I don’t know that the knee on the neck was a “power trip.” That was the prescribed procedure for the MPD. Whether that was wrong or right is a different question, but if Chauvin was following established department procedure, how can we be confident that it was a “power trip” move?

UPDATE.3: Another reader writes:

Thank you for letting us have a deeper understanding of what happened prior to the killing of George Floyd.  I still believe it was grotesque abuse of police power, and a tragic, unnecessary death.  It shows me more than anything that we need to train police in de-escalation techniques, while weeding out those cops who should be nowhere near the force, including the cop who killed him.

But we tend to beatify people like George Floyd after tragic and outrageous events befall such victims (and I DO consider him a victim), and this warps our understanding of how events played out.  We often find these are dysfunctional men with multiple run-ins with the law, erratic behavior, drug problems, and who resist the police in ways which put themselves and the cops in hazard’s way.  This in no way excuses bad policing, or this particular killing, but it’s important to understand that the paeans being made to Mr. Floyd are the kinds of things we say of the dead, but wouldn’t apply to him while he lived.  The people which police encounter on a day-to-day basis are typically not the kinds of people we want our children to grow up to be.
On another note, let’s state the obvious that Rayshard Brooks was a fool, who might as well have run into traffic.  He wasn’t merely “asleep in his car” as the media reports, but black-out drunk in his car.  The police were hyper-professional with him, up to, through and including the moment he decided to violently resist a legal arrest, and grabbed what he likely thought was the cop’s pistol (the taser is intentionally designed to mimic that of a handgun) to run away with it.
Again, the cops didn’t absolutely *need* to shoot him under those circumstances.  It is a tragic situation which is almost entirely the fault of Rayshard Brooks.  Again, it’s a matter of needing to better train the cops in these situations – and to discuss publicly How to Act Around Legitimately Nervous Armed Police.  To simply reduce this to a cold-blooded killing of a black man by racist cops is absurd.  I am certain, as a white man, I would not be living to write this if I had acted in the same idiotic fashion as Rayshard Brooks.

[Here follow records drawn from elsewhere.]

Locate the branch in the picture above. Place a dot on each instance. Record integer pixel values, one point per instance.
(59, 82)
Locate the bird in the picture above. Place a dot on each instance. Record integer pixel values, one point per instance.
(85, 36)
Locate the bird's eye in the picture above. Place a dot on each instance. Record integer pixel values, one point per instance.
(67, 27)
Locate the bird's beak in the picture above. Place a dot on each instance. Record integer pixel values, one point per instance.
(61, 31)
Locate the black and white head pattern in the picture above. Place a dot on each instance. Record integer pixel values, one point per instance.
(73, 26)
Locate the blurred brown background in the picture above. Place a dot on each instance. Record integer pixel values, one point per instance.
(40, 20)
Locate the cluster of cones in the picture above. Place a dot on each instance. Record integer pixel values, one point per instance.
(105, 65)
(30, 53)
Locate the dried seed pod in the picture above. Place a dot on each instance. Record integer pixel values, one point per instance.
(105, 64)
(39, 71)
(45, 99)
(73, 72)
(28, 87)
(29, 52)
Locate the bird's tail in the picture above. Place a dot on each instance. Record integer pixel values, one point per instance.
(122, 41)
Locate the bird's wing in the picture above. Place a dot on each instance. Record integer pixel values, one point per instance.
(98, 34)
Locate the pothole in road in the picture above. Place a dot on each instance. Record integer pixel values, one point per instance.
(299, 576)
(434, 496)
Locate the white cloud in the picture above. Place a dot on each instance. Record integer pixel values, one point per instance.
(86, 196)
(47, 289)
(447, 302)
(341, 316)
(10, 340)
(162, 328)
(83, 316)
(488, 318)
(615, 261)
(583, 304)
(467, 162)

UPDATE.4: A white woman who lived on Minneapolis’s south side writes about the threat from drugged-out men:
Not far from [George Floyd’s] neighborhood a man either on drugs or suffering from mental illness followed me for four blocks yelling that he was going to rape me. Men acting erratically on drugs have tried to put their hand up my skirt or told me they were going to hurt me when I politely rebuffed their advances. I saw brutal fights break out in broad daylight at bus stops in that neighborhood.

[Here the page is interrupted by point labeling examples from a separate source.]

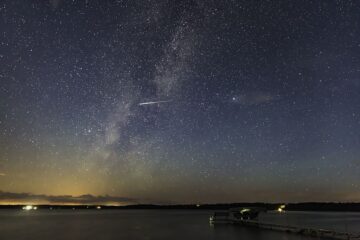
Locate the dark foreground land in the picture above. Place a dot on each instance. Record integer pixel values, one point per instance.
(309, 206)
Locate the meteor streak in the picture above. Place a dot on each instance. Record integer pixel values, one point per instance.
(156, 102)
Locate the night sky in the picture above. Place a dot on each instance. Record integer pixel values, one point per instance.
(141, 101)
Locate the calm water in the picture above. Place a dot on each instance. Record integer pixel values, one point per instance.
(150, 224)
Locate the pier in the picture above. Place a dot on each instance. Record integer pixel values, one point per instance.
(312, 232)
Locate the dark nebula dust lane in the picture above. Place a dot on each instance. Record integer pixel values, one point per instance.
(179, 101)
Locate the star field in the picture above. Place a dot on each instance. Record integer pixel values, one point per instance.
(249, 101)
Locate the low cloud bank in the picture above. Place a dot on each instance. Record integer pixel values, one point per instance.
(19, 198)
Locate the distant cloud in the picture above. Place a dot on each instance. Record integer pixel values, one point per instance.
(19, 198)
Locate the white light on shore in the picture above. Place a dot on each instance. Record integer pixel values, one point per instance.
(29, 207)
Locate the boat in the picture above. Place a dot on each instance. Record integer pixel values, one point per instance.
(236, 215)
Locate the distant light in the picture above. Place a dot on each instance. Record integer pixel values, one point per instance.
(244, 210)
(281, 208)
(29, 207)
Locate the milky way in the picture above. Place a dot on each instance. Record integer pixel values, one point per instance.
(179, 101)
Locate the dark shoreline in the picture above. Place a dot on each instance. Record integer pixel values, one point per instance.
(308, 206)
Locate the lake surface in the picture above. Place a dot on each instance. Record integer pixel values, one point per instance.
(153, 224)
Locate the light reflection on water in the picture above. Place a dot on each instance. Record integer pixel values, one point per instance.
(151, 224)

I can have pity for George Floyd while also knowing what it is like to be terrified of drugged out men, both black and white, on the streets of South Minneapolis. [In the bodycam video] I see trained officers struggling with an incredibly strong and erratic man, and I think I couldn’t have protected myself against such a man at a bus stop. But I would be the bad guy, because I totally look like a “Karen.”